A (regular) code termination always results in the writing of such restart files, and is normally triggered when more than 85% of the specified maximum runtime has been reached, or when the final simulation time has been reached. It is important, in particular in larger simulations, that the code is able to complete the output of the restart file before, e.g. a job time-limit is reached. Therefore the specified maximum runtime should never exceed the runtime limits of the machine.

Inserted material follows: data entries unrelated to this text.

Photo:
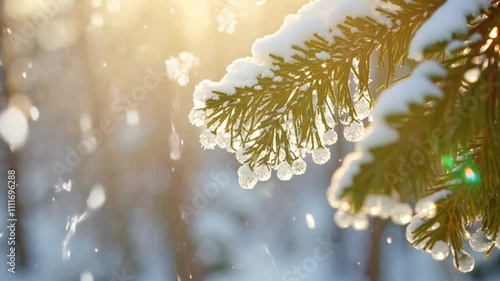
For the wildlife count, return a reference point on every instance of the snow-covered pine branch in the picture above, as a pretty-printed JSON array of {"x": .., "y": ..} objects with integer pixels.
[
  {"x": 286, "y": 100},
  {"x": 435, "y": 136}
]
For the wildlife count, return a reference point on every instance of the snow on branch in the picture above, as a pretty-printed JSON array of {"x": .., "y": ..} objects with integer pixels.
[{"x": 449, "y": 20}]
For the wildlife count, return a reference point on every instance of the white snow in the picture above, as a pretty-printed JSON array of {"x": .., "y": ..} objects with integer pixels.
[
  {"x": 320, "y": 17},
  {"x": 393, "y": 101},
  {"x": 96, "y": 198},
  {"x": 14, "y": 127},
  {"x": 448, "y": 20}
]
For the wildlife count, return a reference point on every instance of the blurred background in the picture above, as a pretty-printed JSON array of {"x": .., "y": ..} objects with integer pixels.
[{"x": 113, "y": 184}]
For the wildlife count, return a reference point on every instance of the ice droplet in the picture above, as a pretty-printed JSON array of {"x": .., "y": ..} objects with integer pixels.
[
  {"x": 330, "y": 137},
  {"x": 321, "y": 155},
  {"x": 362, "y": 108},
  {"x": 263, "y": 172},
  {"x": 96, "y": 198},
  {"x": 440, "y": 251},
  {"x": 401, "y": 213},
  {"x": 415, "y": 222},
  {"x": 196, "y": 117},
  {"x": 246, "y": 177},
  {"x": 299, "y": 166},
  {"x": 360, "y": 222},
  {"x": 463, "y": 262},
  {"x": 285, "y": 172},
  {"x": 354, "y": 132},
  {"x": 208, "y": 140},
  {"x": 425, "y": 208},
  {"x": 479, "y": 242}
]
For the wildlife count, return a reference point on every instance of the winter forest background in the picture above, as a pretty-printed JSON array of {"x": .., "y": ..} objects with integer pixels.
[{"x": 148, "y": 203}]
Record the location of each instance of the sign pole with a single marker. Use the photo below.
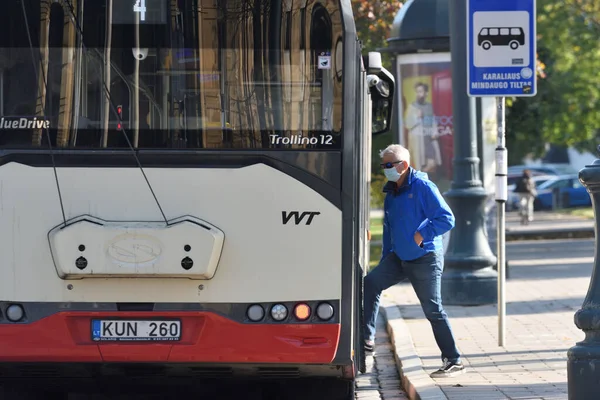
(501, 197)
(501, 62)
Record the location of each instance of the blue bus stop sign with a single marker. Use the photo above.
(501, 48)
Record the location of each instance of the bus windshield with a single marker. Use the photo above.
(171, 74)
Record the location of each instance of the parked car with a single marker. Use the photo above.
(542, 169)
(512, 202)
(572, 193)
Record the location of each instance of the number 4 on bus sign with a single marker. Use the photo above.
(140, 7)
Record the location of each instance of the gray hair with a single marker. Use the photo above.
(400, 152)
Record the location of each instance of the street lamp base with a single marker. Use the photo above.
(583, 371)
(469, 287)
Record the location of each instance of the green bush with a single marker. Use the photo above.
(377, 195)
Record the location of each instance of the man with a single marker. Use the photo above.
(423, 131)
(415, 217)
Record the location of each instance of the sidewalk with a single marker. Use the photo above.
(549, 280)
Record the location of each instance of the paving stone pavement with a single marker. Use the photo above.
(549, 280)
(381, 380)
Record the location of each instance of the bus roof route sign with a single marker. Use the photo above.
(501, 48)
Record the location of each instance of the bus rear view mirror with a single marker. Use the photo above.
(381, 86)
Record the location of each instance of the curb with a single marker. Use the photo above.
(579, 233)
(417, 384)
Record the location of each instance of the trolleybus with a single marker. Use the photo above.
(184, 187)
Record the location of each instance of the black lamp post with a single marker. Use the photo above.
(583, 365)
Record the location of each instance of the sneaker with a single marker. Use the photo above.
(448, 369)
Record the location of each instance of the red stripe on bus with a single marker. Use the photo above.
(206, 337)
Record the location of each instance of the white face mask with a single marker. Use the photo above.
(392, 174)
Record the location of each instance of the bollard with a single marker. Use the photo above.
(583, 364)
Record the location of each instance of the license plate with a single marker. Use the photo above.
(135, 330)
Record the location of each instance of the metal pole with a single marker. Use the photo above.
(469, 277)
(501, 197)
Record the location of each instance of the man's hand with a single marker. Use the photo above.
(418, 239)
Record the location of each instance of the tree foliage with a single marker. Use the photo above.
(566, 110)
(373, 22)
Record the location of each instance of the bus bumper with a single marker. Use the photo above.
(206, 337)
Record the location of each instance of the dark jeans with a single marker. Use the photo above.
(425, 275)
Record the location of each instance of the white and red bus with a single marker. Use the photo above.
(184, 186)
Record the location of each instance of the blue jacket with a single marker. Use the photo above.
(417, 205)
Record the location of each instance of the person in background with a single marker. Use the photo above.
(415, 218)
(526, 189)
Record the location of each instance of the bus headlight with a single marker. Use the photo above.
(15, 313)
(302, 311)
(325, 311)
(278, 312)
(255, 312)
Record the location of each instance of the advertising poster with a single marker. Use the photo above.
(425, 114)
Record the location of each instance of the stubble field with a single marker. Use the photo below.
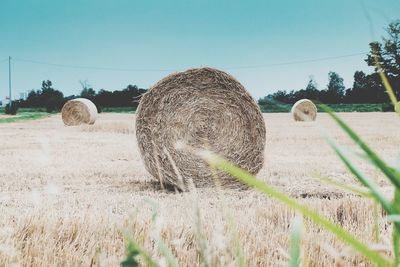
(70, 196)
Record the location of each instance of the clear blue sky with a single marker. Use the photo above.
(176, 35)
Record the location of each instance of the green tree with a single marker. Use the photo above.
(335, 88)
(51, 98)
(387, 53)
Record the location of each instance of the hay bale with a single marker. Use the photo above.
(79, 111)
(203, 108)
(304, 110)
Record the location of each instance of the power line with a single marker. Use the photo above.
(86, 67)
(170, 70)
(296, 62)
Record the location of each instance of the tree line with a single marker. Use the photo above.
(367, 88)
(53, 99)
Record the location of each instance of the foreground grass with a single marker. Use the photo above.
(24, 116)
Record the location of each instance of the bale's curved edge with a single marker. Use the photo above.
(203, 108)
(304, 110)
(79, 111)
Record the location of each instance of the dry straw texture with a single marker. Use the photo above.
(79, 111)
(304, 110)
(202, 108)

It is also possible to trigger a (regular) code interruption by
introducing a file called
stop in the output directory.::
Furthermore, Arepo usually produces restart-files in regular, user specified time intervals to ensure runs can be resumed without a major loss of computation time even if a run was terminated abruptly by the operating system.
Restarting a run
A simulation can be restarted in two ways in Arepo, which is indicated with the additional flags 1 or 2 in the execution call. The flag 1 is the restarting from a restart file and generally recommended if possible. This, however, has the restriction that a run needs to be resumed with exactly as many MPI ranks as it was originally started from. The restart-command then looks as follows::
mpirun -np 32 ./Arepo param.txt 1
Alternatively, a flag value of 2 signals that one wants to resume a simulation from a regular snapshot output. This is possible but discouraged because here the simulation results will not be binary identical to a run without this restart. In particular in runs where some fields (especially positions) are written in single precision, this can also have effects on the overall quality of the simulation. A command to restart Arepo from a snapshot looks like the following::
mpirun -np 32 ./Arepo param.txt 2 7
Here Arepo would read in the snapshot number 7 and resume the simulation from its corresponding time. This second method is only recommened if the regular start from restart files is not possible for some reason.

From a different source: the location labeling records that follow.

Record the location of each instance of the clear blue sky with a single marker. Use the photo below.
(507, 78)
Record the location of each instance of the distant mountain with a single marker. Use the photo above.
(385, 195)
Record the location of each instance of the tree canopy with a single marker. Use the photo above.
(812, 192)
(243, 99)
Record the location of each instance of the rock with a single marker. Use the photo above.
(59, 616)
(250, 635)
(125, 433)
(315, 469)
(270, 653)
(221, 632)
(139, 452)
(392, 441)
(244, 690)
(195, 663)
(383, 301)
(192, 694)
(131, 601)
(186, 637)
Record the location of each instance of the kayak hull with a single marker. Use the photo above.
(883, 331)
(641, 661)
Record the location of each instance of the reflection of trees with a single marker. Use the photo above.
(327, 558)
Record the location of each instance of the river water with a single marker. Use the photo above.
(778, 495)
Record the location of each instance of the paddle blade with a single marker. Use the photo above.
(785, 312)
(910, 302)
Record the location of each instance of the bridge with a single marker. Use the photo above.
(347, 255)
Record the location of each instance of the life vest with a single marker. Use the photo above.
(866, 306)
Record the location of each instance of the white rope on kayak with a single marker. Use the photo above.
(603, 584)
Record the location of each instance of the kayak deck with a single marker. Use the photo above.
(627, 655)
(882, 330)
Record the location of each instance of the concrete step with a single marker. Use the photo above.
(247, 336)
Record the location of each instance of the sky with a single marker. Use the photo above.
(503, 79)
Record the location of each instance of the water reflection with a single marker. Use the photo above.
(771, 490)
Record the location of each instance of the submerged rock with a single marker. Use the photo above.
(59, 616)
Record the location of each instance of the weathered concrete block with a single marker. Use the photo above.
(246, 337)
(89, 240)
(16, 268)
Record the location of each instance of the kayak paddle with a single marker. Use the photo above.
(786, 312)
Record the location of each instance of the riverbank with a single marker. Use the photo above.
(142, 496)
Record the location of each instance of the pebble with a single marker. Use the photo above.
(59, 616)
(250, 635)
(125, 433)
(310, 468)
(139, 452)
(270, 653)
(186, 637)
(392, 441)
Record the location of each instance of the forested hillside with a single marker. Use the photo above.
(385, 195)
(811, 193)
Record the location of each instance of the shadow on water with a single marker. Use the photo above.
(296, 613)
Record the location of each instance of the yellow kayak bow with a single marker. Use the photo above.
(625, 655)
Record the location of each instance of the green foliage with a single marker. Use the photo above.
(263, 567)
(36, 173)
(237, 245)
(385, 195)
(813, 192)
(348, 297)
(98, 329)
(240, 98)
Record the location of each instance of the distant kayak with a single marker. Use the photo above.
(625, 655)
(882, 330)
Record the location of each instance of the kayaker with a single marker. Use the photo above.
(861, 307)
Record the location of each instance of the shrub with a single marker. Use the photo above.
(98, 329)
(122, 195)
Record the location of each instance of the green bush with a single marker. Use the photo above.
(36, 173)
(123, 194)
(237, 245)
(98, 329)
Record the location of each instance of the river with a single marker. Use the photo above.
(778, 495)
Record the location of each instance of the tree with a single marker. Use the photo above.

Starting post-processing tasks
There are a number of post-processing options in the public version of Arepo. The main ones are
- to run the halo and/or subhalo finder in post-processing (flag 3)
- to convert a snapshot to another format (flag 6),
- to write the Voronoi-mesh data (flag 14)
- to calculate and output the gradients of hydrodynamical quantities (flag 17)
- to calculate and output the gravitational potential (flag 18)
Note that the non-continuity of the numbers originates from the goal to maintain consistency with the developer version, which has more options. Other flags are not supported in the current public version of Arepo.